El anticlericalismo de Azaña era una convicción suya personal. Su propia experiencia con los agustinos en El Escorial y el profundo desencantamiento con el inmovilismo del régimen anterior le hicieron radicalizar sus posturas. Llegó a considerar que la revolución era necesaria. Pero una revolución ideal y utópica, perfectamente encauzada en los rieles diseñados por su intelecto. En julio de 1931, en Valencia, dijo que habría "república en España mientras se gobierne con espíritu revolucionario". Y todavía más: "No puede reproducirse el tumor que hemos extirpado definitivamente". Azaña no aceptó la victoria de la derecha en 1933. Tenía una idea de la república en la que no entraban los posicionamientos que consideraba reaccionarios. La parálisis enfermiza que había caracterizado la época de la Restauración y que sólo había acentuado los problemas del país era algo que lo encendía. Así que para entenderle bien, también su arrepentimiento final, hay que conocer de qué pudo llegar a arrepentirse y de qué no.

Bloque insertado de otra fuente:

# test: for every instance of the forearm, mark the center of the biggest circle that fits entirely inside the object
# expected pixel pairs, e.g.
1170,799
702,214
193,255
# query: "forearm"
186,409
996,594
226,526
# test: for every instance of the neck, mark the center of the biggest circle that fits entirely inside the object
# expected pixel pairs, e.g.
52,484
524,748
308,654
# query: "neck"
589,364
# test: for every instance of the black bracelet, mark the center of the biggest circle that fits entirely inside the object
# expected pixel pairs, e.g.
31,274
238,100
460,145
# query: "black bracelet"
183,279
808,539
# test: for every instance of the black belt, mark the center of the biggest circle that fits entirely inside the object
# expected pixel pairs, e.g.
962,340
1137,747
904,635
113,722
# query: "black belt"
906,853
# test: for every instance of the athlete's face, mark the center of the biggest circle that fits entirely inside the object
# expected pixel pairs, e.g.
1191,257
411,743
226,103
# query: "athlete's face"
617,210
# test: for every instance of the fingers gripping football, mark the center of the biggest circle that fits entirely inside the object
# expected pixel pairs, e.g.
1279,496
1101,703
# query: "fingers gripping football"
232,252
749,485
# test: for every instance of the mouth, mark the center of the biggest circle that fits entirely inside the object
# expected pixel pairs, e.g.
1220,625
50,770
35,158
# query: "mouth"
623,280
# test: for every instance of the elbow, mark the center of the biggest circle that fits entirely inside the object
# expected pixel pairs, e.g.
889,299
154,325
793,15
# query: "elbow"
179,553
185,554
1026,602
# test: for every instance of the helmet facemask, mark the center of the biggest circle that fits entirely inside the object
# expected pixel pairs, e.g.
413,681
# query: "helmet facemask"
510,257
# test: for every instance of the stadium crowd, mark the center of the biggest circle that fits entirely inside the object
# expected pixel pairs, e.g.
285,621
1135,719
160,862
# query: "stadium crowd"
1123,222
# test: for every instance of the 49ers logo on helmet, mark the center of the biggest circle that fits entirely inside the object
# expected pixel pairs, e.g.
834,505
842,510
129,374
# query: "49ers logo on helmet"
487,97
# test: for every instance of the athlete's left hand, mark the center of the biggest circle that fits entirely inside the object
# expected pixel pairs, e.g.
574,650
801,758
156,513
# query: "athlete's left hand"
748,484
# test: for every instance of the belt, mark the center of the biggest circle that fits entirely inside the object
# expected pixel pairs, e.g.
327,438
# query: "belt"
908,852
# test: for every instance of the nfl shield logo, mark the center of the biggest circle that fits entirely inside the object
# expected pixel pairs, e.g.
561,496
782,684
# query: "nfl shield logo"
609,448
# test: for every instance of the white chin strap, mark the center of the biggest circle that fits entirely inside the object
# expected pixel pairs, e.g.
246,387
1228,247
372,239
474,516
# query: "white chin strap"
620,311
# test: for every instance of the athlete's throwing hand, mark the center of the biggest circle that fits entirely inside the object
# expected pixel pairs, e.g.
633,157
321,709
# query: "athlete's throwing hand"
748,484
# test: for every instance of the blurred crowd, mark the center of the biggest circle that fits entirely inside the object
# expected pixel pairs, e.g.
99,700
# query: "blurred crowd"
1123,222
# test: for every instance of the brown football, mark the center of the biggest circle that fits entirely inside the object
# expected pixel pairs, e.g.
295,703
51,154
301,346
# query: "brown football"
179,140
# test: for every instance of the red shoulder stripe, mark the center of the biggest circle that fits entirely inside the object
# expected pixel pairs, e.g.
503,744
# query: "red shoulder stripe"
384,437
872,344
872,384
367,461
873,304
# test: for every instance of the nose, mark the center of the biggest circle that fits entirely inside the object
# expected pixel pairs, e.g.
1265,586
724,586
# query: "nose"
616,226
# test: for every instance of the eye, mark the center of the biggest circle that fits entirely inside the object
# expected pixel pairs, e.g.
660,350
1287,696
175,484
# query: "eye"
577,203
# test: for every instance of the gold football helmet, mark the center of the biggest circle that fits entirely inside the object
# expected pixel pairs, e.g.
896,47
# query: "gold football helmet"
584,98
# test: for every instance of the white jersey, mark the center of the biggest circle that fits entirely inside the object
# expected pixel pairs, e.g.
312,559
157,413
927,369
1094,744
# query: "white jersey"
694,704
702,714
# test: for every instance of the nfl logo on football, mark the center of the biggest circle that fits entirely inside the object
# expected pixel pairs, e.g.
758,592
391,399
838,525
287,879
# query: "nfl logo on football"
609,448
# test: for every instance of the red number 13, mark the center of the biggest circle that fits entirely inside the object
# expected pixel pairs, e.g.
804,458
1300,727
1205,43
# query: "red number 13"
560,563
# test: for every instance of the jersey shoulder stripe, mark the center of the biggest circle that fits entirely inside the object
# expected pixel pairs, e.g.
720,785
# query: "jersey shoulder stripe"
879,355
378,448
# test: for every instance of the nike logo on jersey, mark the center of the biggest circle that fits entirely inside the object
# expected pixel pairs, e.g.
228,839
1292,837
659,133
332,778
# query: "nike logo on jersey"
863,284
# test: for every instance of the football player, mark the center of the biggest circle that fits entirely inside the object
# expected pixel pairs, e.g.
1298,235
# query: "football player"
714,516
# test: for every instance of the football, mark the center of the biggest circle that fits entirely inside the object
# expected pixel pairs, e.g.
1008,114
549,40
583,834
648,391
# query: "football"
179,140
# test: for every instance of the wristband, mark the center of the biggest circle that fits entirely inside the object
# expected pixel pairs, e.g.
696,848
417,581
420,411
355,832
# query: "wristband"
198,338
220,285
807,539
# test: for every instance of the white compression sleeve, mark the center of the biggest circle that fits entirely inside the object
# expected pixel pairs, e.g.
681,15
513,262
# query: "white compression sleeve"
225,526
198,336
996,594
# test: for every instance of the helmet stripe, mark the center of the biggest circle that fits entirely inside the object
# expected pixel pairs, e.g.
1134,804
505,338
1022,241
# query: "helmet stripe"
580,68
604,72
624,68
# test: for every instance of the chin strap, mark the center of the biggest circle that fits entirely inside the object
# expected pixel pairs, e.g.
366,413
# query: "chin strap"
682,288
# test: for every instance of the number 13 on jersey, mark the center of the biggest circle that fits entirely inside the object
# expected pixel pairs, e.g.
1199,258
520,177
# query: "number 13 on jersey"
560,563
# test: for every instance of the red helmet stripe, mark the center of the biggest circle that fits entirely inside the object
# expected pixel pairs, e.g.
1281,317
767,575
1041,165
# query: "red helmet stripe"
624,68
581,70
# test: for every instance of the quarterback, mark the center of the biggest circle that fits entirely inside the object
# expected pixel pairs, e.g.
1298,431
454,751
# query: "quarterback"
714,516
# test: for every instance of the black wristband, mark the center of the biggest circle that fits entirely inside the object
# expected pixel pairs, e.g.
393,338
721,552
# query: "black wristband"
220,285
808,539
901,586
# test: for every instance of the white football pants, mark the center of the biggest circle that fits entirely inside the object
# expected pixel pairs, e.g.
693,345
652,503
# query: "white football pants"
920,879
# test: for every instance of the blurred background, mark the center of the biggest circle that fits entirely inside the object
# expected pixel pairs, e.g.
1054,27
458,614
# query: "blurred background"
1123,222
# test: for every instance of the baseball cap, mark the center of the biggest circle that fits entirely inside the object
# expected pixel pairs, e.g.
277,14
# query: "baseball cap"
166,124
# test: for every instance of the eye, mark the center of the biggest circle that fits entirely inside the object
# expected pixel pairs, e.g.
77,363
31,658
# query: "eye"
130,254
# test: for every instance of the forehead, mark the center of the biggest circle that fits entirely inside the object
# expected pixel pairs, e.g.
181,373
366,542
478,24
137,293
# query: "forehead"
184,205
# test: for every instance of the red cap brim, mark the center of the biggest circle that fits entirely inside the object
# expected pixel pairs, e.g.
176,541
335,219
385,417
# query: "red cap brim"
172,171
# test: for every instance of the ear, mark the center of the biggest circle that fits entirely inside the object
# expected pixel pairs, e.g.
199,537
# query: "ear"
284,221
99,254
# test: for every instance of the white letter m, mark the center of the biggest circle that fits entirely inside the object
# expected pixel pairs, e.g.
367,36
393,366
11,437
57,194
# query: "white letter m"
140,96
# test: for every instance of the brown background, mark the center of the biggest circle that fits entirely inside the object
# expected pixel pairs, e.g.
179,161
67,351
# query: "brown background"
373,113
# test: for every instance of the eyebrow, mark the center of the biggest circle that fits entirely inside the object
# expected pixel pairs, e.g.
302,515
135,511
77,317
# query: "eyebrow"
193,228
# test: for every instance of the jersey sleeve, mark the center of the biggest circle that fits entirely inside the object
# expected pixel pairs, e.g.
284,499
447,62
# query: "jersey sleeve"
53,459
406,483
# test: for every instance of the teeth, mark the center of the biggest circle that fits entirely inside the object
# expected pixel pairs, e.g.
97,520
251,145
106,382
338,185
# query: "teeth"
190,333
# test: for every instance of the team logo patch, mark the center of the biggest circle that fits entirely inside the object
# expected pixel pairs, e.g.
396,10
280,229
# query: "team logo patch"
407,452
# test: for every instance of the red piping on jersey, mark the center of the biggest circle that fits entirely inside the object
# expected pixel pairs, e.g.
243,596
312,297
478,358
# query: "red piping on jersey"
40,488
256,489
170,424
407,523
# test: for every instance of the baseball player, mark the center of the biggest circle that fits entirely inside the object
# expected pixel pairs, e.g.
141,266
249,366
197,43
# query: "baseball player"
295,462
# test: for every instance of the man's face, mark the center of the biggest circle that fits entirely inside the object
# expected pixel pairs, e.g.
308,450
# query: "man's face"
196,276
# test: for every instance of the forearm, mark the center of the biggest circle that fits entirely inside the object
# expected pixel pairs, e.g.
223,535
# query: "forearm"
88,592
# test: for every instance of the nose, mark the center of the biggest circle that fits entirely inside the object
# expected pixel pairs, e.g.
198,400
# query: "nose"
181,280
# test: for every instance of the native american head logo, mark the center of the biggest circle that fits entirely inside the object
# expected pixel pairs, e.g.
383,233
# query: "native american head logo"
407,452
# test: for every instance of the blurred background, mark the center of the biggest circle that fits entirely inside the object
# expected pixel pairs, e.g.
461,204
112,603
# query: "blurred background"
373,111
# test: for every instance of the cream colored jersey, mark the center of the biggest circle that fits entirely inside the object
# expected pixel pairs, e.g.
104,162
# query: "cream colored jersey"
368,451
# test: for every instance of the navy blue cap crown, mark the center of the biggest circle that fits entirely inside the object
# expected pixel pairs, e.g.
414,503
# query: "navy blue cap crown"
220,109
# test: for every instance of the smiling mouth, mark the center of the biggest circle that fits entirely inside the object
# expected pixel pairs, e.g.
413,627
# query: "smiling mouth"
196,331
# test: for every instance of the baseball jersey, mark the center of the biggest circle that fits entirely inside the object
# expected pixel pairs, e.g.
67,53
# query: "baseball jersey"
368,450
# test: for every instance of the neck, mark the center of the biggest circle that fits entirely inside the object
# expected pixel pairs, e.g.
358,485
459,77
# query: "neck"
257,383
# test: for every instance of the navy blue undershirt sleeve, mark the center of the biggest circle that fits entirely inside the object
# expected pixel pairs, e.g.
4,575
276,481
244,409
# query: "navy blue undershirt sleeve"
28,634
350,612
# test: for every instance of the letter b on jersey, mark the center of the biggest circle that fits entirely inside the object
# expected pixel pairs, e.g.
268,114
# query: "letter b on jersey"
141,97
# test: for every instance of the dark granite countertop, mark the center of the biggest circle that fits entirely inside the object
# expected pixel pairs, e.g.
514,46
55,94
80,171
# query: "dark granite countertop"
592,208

En un discurso reflexivo sobre su papel como intelectual, enunciado en 1924, poco después de la instauración de la dictadura de Primo de Rivera, llegó a definirse como demócrata violento. Son posiciones que contrastan con las del Garcés de La velada de Benicarló porque emanan de un contexto completamente diferente. Lo que las alimentaba en aquel entonces no era el ansia de paz ni el arrepentimiento por la guerra, sino la necesidad de una refundación que parecía imposible en un sistema podrido y paralizado. Echando la vista atrás, es fácil que el Azaña de 1940 mirase al Azaña de las dos décadas anteriores con pena. Y que pidiese perdón —"Toda su literatura es una petición de perdón", comenta Marco—. Al final, no fue más que un hombre encaramado a una escalera mal sujeta e incapaz de aceptar que si se quiere podar a la naturaleza a veces hay que dejar que crezca a su aire, para reconducirla después, con mimo y paciencia, si no se quiere acabar precipitado desde lo alto de un seto del que nunca se llegó a ver la copa en su totalidad. Por resumir aquel periodo en palabras de Trapiello: "La política puede decirse que fue cosa de los jóvenes, de la generación siguiente [a la del 98], la del 14, la de Ortega, Azaña, Pérez de Ayala y, sobre todo, la que siguió a ésta, la que unos llaman generación del 27 y otros generación de la República. Los primeros cargaron la pistola, es posible que de manera inmediata; los segundos la dispararon, no menos irresponsablemente".